Prota. But Noble Lady.

Brun. You a sawcie ass too, off I will not,
If you but anger me, till a sow-gelder
Have cut you all like colts, hold me and kiss me,
For I'm too much troubled; Make up my treasure,
And get me horses private, come about it. [Exeunt.

[Act. I. Scæ. 2.]

Enter Theodoret, Martell, &c.

Theod. Though I assure my self (Martell) your counsell
Had no end but allegeance and my honor:
Yet [I am] jealous, I have pass'd the bounds
Of a sons duty; For suppose her worse
Than you report, not by bare circumstance,
But evident proof confirm'd has given her out:
Yet since all weakness[es] in a kingdome, are
No more to be severely punished than
The faults of Kings are by the Thunderer
As oft as they offend, to be reveng'd:
If not for piety, yet for policie,
Since some are of necessitie to be spar'd,
I might, and now I wish I had not look'd
With such strict eyes into her follies.

Mart.

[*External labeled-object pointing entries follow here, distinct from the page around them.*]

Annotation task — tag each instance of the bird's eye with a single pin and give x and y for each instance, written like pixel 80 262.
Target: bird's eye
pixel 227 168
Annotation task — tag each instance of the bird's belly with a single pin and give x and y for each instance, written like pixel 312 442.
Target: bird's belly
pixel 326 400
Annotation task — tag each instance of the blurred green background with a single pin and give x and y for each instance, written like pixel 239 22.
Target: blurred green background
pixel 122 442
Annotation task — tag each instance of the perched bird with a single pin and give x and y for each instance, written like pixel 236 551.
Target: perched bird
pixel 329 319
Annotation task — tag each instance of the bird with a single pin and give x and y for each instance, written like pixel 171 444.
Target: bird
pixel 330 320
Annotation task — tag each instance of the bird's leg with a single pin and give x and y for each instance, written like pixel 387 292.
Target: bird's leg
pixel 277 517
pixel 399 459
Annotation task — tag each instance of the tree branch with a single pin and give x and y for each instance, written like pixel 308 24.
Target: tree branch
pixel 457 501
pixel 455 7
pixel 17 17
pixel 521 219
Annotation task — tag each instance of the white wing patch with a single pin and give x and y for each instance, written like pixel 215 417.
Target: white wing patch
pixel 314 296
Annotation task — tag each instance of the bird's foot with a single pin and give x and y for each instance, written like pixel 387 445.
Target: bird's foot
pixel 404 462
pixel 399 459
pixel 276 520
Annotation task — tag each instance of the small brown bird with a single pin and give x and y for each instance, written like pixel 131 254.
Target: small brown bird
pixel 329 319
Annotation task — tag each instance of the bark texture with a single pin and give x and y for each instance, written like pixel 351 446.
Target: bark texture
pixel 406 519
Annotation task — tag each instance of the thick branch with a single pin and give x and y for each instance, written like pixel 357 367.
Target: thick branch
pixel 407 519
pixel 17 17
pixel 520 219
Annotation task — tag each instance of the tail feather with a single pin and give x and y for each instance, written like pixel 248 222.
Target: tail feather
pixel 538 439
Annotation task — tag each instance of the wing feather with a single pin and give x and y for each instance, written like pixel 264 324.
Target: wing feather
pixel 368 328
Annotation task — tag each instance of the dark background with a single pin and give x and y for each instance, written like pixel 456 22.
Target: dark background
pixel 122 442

Sir, a duty well discharg'd is never follow'd
By sad repentance, nor did your Highness ever
Make payment of the debt you ow'd her, better
Than in your late reproofs not of her, but
Those crimes that made her worthy of reproof.
The most remarkeable point in which Kings differ
From private men, is that they not alone
Stand bound to be in themselves innocent,
But that all such as are allyed to them
In nearness, [or] dependance, by their care
Should be free from suspition of all crime;
And you have reap'd a double benefit
From this last great act: first in the restraint
Of her lost pleasures, you remove th' example
From others of the like licentiousness,
Then when 'tis known that your severitie
Extended to your mother, who dares hope for
The least indulgence or connivence in
The easiest slips that may prove dangerous
To you, or to the Kingdome?

Theod. I must grant
Your reason good (Martell) if as she is
My mother, she had been my subject, or
That only here she could make challenge to
A place of Being; But I know her temper
And fear (if such a word become a King,)
That in discovering her, I have let lo[o]se
A Tygress, whose rage being shut up in darkness,
Was grievous only to her self; Which brought
Into the view of light, her cruelty,
Provok'd by her own shame, will turn on him
That foolishly presum'd to let her see
The loath'd shape of her own deformitie.

Mart. Beasts of that nature, when rebellious threats
Begin to appear only in their eyes,
Or any motion that may give suspition
Of the least violence should be chain'd up;
Their fangs and teeth, and all their means of hurt,
Par'd off, and knockt out, and so made unable
To do ill; They would soon begin to loath it.
I'll apply nothing: but had your Grace done,
Or would doe yet, what your less forward zeal
In words did only threaten, far less danger
Would grow from acting it on her, than may
Perhaps have Being from her apprehension
Of what may once be practis'd: For believe it,
Who confident of his own power, presumes
To spend threats on an enemy, that hath means
To shun the worst they can effect, gives armor
To keep off his own strength; Nay more, disarms
Himself, and lyes unguarded 'gainst all harms,
Or doubt, or malice may produce.

Theod. 'Tis true.
And such a desperate cure I would have us'd,
If the intemperate patient had not been
So near me as a mother; but to her,
And from me gentle unguents only were
To be appli'd: and as physitians
When they are sick of fevers, eat themselves
Such viands as by their directions are
Forbid to others though alike diseas'd;
So she considering what she is, may challenge
Those cordialls to restore her, by her birth,
And priviledge, which at no suit must be
Granted to others.

Mart. May your pious care
Effect but what it aim'd at, I am silent.